Memphis-based FedEx says in a media release it has already signed agreements to acquire Supaswift companies in five countries: South Africa, Malawi, Mozambique, Swaziland the Zambia.

In addition, FedEx is holding talks to acquire Supaswift companies in Botswana and Namibia, FedEx says.

The acquisitions will operate under the FedEx Express business and are subject to regulatory approvals and closing conditions, says FedEx.

FedEx says the deal will give it a "complete suite" of international and domestic shipping services to and from southern Africa and connect the region to more than 200 countries and territories worldwide.

The integration will happen gradually over a "number of months" once the deal closes, the company says.

It is unclear if FedEx plans to further bolster its African services or operate additional aircraft to the continent, and the company did not immediately return a call requesting additional information.

"The acquisition of Supaswift's businesses, once closed, will provide customers with greater access to some of the world's most rapidly growing economies," says FedEx chief executive Frederick Smith in FedEx's release. "It is an important step in our international growth strategy and further strengthens our FedEx Express portfolio."

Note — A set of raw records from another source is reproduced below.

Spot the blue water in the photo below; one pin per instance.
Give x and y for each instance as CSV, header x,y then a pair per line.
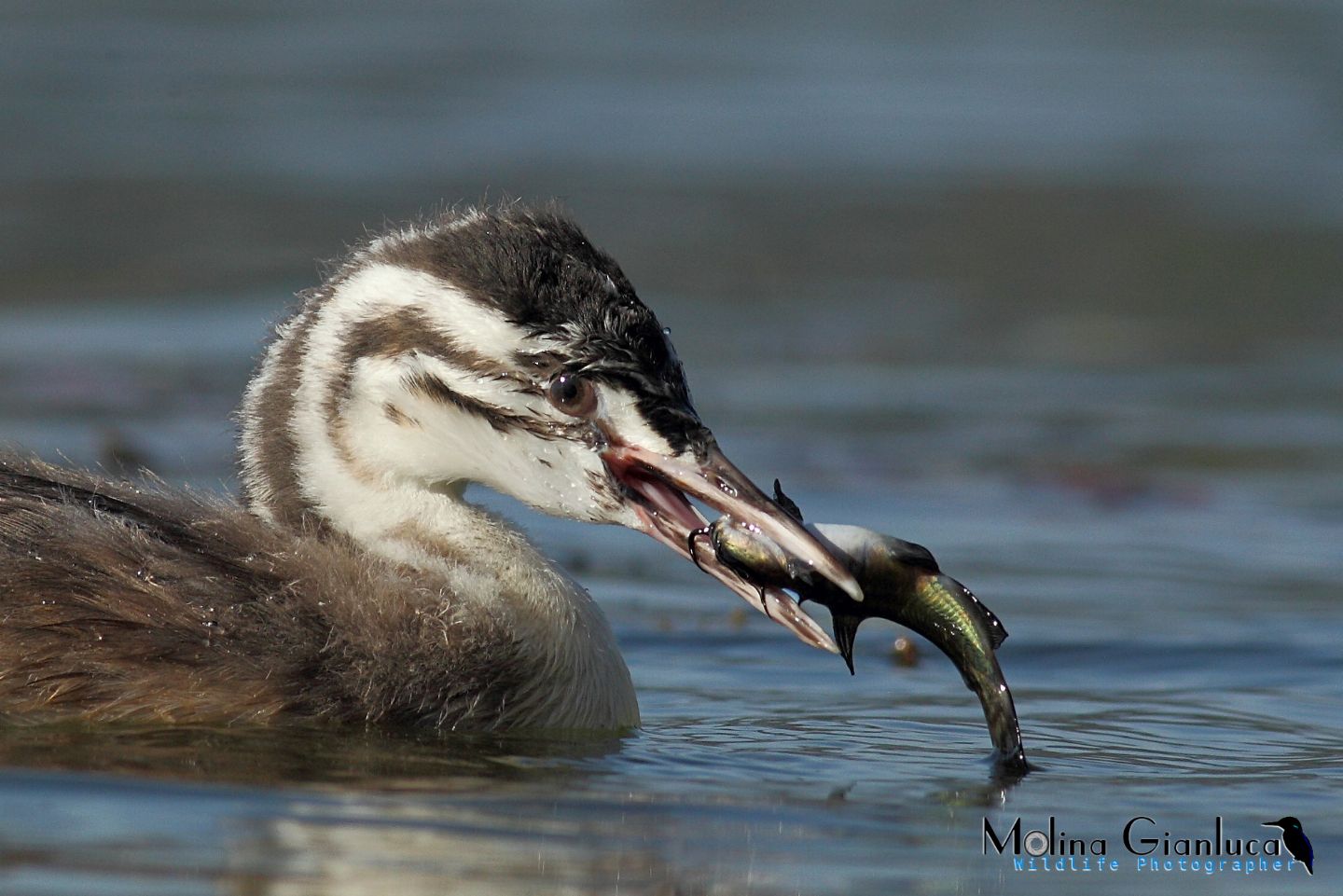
x,y
1056,292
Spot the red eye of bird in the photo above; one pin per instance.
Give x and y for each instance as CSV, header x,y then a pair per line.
x,y
574,395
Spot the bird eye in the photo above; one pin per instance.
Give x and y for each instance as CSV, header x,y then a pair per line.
x,y
574,395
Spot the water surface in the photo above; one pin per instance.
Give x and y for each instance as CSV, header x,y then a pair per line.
x,y
1059,296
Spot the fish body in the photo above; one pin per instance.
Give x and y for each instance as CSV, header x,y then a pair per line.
x,y
900,582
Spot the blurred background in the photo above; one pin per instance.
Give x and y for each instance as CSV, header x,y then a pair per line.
x,y
1053,288
1111,185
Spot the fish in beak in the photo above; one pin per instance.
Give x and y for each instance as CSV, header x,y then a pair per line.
x,y
661,487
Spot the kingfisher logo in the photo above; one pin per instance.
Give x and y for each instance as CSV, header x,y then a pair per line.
x,y
1146,845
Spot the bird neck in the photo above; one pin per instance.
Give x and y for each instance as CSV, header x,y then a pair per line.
x,y
299,475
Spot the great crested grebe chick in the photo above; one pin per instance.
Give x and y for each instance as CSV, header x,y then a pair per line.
x,y
491,346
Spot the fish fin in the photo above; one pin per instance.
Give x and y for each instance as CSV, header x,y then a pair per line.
x,y
789,505
913,555
845,627
997,633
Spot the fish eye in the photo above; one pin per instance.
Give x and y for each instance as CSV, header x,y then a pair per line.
x,y
573,395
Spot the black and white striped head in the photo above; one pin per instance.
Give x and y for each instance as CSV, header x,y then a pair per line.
x,y
496,347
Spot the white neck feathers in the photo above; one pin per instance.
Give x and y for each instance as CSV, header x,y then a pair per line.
x,y
314,460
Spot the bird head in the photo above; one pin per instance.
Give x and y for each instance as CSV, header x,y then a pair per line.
x,y
503,348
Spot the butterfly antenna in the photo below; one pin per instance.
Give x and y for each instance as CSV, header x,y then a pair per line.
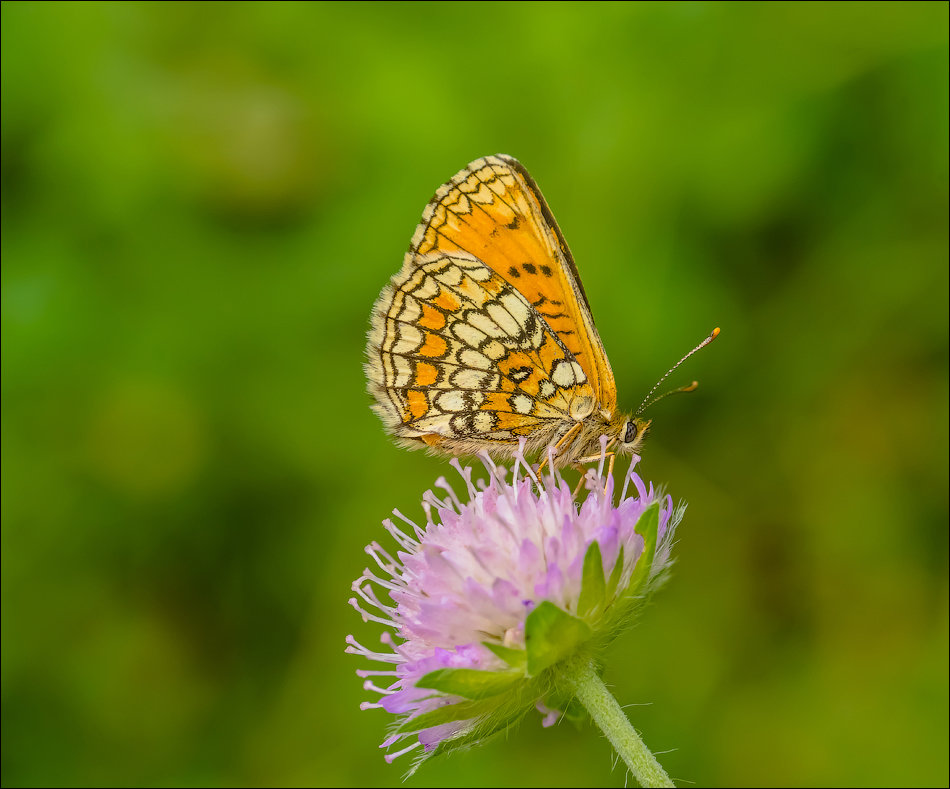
x,y
688,388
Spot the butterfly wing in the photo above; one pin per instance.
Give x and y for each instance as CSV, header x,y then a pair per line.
x,y
459,359
494,211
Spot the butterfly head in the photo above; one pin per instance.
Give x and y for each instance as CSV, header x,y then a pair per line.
x,y
629,432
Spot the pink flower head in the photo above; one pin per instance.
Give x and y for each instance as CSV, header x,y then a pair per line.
x,y
497,588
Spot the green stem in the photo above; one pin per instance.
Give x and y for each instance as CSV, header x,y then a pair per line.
x,y
606,712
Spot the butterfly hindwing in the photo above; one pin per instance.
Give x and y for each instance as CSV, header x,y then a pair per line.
x,y
493,211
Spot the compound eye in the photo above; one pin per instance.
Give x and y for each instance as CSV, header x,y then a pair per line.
x,y
630,433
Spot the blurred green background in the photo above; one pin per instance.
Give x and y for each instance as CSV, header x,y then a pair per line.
x,y
201,203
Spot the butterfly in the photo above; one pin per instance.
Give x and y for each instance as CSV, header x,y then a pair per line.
x,y
485,336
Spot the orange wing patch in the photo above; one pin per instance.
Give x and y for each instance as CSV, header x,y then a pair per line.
x,y
458,358
494,211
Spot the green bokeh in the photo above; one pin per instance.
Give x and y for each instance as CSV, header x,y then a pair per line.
x,y
200,204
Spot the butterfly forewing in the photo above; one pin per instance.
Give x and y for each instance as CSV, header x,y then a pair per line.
x,y
493,211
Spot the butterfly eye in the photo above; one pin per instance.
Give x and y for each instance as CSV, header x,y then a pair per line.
x,y
630,433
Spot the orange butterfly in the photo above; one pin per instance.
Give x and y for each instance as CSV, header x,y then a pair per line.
x,y
485,336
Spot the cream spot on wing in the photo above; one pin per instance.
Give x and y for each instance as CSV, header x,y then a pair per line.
x,y
450,275
427,289
563,374
403,371
468,334
451,401
472,358
501,316
494,350
582,407
516,305
480,273
408,339
486,324
411,310
464,378
483,421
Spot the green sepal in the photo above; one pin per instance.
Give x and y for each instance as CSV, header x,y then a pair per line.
x,y
646,527
470,683
614,581
516,658
450,713
551,635
593,587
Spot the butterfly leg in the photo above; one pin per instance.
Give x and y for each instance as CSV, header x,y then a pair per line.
x,y
562,442
611,457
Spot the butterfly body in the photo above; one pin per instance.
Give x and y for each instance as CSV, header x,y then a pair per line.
x,y
485,336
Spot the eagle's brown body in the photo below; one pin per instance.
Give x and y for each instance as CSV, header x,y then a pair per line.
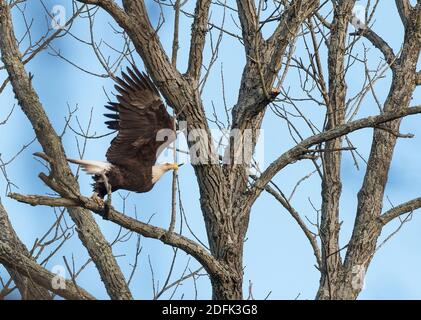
x,y
144,129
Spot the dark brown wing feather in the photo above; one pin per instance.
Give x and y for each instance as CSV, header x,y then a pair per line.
x,y
139,116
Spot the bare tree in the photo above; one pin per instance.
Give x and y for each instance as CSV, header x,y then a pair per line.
x,y
270,32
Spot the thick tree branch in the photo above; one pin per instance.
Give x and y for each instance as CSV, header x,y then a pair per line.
x,y
402,209
198,36
301,149
380,44
404,8
89,232
113,9
211,265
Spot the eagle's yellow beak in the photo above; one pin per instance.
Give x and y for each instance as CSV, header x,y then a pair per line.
x,y
176,166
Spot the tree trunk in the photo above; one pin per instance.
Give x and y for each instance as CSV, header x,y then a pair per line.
x,y
226,223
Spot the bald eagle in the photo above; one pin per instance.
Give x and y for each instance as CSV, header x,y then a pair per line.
x,y
140,117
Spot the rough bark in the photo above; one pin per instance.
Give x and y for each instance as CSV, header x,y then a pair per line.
x,y
60,176
331,181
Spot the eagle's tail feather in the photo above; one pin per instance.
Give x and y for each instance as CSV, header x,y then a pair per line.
x,y
92,166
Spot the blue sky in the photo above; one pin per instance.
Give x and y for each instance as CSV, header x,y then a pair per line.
x,y
277,257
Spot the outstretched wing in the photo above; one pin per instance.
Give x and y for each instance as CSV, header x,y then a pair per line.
x,y
144,126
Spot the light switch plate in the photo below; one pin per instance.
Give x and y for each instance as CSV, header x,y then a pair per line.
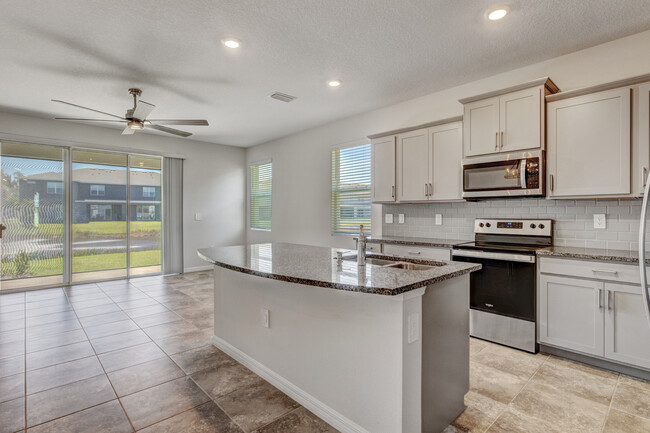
x,y
265,318
413,328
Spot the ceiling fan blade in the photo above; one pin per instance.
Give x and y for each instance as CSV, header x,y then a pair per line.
x,y
86,108
90,120
169,130
142,110
193,122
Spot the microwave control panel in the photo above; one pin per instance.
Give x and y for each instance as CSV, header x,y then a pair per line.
x,y
532,173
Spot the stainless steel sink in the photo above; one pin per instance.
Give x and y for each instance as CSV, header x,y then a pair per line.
x,y
409,266
397,264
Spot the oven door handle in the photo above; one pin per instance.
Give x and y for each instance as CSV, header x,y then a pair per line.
x,y
494,256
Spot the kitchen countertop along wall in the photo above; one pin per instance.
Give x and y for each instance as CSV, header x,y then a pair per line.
x,y
573,220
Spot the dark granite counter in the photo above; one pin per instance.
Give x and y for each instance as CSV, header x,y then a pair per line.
x,y
423,242
604,255
316,266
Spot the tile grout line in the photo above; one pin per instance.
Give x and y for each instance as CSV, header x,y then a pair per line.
x,y
104,370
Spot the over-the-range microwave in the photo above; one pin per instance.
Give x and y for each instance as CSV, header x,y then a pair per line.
x,y
506,175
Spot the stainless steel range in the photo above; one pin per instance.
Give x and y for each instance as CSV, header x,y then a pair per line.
x,y
503,294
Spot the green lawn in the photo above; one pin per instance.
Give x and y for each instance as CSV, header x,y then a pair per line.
x,y
40,268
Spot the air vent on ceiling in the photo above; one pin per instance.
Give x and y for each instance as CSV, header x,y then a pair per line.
x,y
283,97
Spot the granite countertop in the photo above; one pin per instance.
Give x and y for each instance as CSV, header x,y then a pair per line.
x,y
423,242
316,266
592,254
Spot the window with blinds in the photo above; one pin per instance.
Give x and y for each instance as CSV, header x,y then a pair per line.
x,y
351,189
261,186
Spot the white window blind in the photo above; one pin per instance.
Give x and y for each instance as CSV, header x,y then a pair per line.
x,y
261,186
351,189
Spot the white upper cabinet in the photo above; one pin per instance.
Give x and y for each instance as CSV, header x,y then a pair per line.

Supaswift is a "licensee" of FedEx and has some 1,000 employees and 39 facilities, says the media release.

Supaswift launched in South Africa in 1990 and in 2005 merged with MyExpress Pty, which had provided FedEx Express international services in South Africa since 1991.

The acquisition announcement comes one day after Smith told investors that FedEx seeks to boost its international economy shipping business to take advantage of surging demand.

He made his comments to investors and reporters during FedEx's 19 June earnings call for the fourth quarter of fiscal year 2013, which ended 31 May.

Smith says demand for higher-yielding priority international shipping continues to wane, but demand for less-profitable economy shipping has surged.

FedEx's revenue from priority international shipping in the fourth quarter declined 4% year-over-year, while revenue from economy international shipping climbed roughly 10%.